Anyone who's watched the new Captain America: Civil War (you should, it's ace) will almost certainly have had this thought process at one point during its climactic battles: Tony Stark isn't really a superhero.
Sure, he's smart. Super smart. And super rich. But he owes all his 'power' to an atomic reactor strapped into his chest, powering a small electromagnet that... well, you've seen the film.
And so, it would seem, has the US government. Back in 1967, two government-funded teams from the National Heart Institute (NHI) and the Atomic Energy Agency (AEC) set about trying to build an 'atomic heart'.
Summarised in Shelley McKellar's recent Physics Today article, the teams spent a decade trying to come up with a reliable artificial heart that wasn't reliant on short-lived batteries that had a tendency to overheat.

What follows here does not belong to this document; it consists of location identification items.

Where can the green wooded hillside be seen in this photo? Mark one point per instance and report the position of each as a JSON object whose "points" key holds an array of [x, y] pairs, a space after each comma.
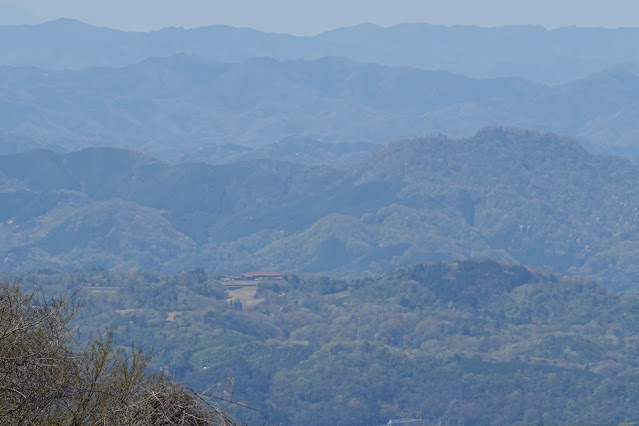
{"points": [[476, 342], [510, 195]]}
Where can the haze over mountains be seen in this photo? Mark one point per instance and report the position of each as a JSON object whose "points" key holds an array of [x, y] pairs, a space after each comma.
{"points": [[147, 168], [513, 196], [171, 107], [549, 56]]}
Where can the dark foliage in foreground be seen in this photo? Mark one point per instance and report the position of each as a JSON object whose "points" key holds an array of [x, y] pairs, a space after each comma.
{"points": [[478, 341], [46, 379]]}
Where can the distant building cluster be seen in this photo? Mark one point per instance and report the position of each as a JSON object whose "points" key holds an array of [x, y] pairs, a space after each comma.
{"points": [[258, 276]]}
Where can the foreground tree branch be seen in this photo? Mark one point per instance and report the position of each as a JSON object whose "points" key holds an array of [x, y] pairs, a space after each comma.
{"points": [[44, 381]]}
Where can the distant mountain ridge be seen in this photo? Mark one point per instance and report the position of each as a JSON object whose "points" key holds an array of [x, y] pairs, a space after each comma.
{"points": [[550, 56], [173, 106], [515, 196]]}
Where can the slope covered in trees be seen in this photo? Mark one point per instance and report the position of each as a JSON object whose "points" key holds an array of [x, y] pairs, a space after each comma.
{"points": [[174, 106], [469, 342], [511, 195]]}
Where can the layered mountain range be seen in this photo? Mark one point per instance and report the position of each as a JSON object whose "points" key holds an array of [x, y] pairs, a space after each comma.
{"points": [[532, 52], [176, 107], [515, 196]]}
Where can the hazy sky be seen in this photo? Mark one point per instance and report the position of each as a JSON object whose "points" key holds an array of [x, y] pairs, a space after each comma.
{"points": [[313, 16]]}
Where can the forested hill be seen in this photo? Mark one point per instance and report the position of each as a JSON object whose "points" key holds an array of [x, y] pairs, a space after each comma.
{"points": [[464, 342], [531, 52], [174, 107], [516, 196]]}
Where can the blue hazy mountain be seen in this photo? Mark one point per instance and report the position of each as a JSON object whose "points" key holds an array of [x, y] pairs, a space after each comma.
{"points": [[535, 53], [173, 107], [515, 196]]}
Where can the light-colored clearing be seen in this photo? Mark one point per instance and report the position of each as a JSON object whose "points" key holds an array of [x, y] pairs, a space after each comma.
{"points": [[246, 295], [127, 311], [170, 316]]}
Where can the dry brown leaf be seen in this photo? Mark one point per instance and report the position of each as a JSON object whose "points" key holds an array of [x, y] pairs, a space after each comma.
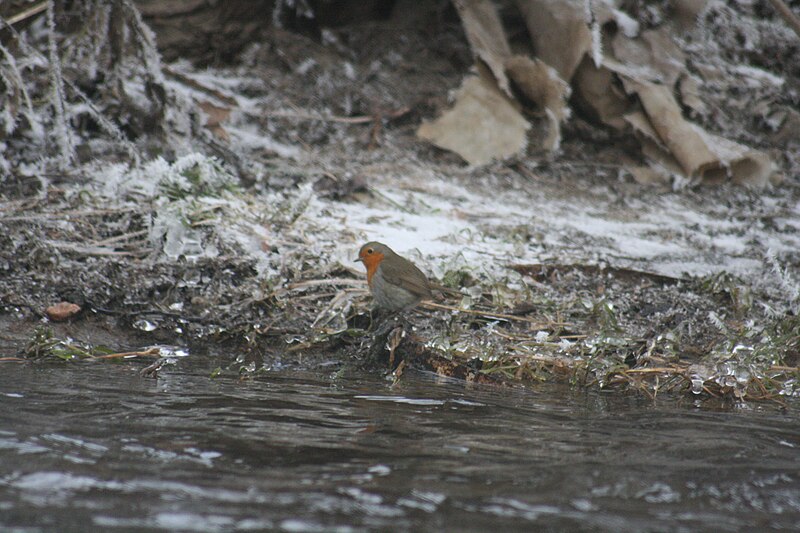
{"points": [[483, 125], [62, 311]]}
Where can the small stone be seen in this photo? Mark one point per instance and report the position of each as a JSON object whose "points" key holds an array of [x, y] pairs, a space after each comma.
{"points": [[62, 311]]}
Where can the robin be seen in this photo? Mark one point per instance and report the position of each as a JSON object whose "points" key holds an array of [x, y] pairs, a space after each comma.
{"points": [[395, 282]]}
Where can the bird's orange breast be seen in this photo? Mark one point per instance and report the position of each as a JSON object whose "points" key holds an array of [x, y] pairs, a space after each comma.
{"points": [[372, 262]]}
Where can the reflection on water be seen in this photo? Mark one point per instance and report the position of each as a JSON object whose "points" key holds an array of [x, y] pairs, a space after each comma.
{"points": [[97, 446]]}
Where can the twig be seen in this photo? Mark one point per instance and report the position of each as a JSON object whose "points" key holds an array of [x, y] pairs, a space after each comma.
{"points": [[325, 282], [122, 237], [193, 83], [661, 370], [120, 355], [311, 116], [67, 214], [490, 314], [99, 252]]}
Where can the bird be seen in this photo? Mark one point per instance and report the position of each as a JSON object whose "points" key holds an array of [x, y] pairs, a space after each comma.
{"points": [[395, 282]]}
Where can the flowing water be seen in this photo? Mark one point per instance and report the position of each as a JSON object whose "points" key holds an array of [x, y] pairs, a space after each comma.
{"points": [[97, 447]]}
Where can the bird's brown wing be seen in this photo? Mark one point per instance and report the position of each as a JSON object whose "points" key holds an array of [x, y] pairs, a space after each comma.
{"points": [[405, 274]]}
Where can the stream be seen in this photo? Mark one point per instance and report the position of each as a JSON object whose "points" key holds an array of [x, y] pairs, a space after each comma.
{"points": [[95, 446]]}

The resulting heart converted heat from plutonium-238 - an element that releases 87 years' worth of stable heat - surrounded by insulation to protect the user's body. This power unit was then attached to a small blood pump that would take over from a failed heart.
"Surgeons would squeeze the pump into a chest whose diseased biological heart had been removed and then connect it through the flexible drive shaft to the heat converter implanted in the abdomen," explains McKellar. However, there were issues with the design: "Both heat converter and blood pump were too big, heavy, inefficient, and unable to meet the body’s energy needs."
Another atomic heart prototype was successfully transferred into several calves in 1972. However, "exaggerated claims" concerning the atomic hearts, "only made the public more suspicious at a time when media reports, lawsuits, and vocal public outrage abounded concerning reported deaths and injuries from defective heart valves, pacemakers, and other medical devices."
The projects were closed in 1977 - mercifully, we never got to see what sort of damage an atomic heart might do to the poor sod who'd have one implanted inside their chest.
Best keep this tech to the comic books.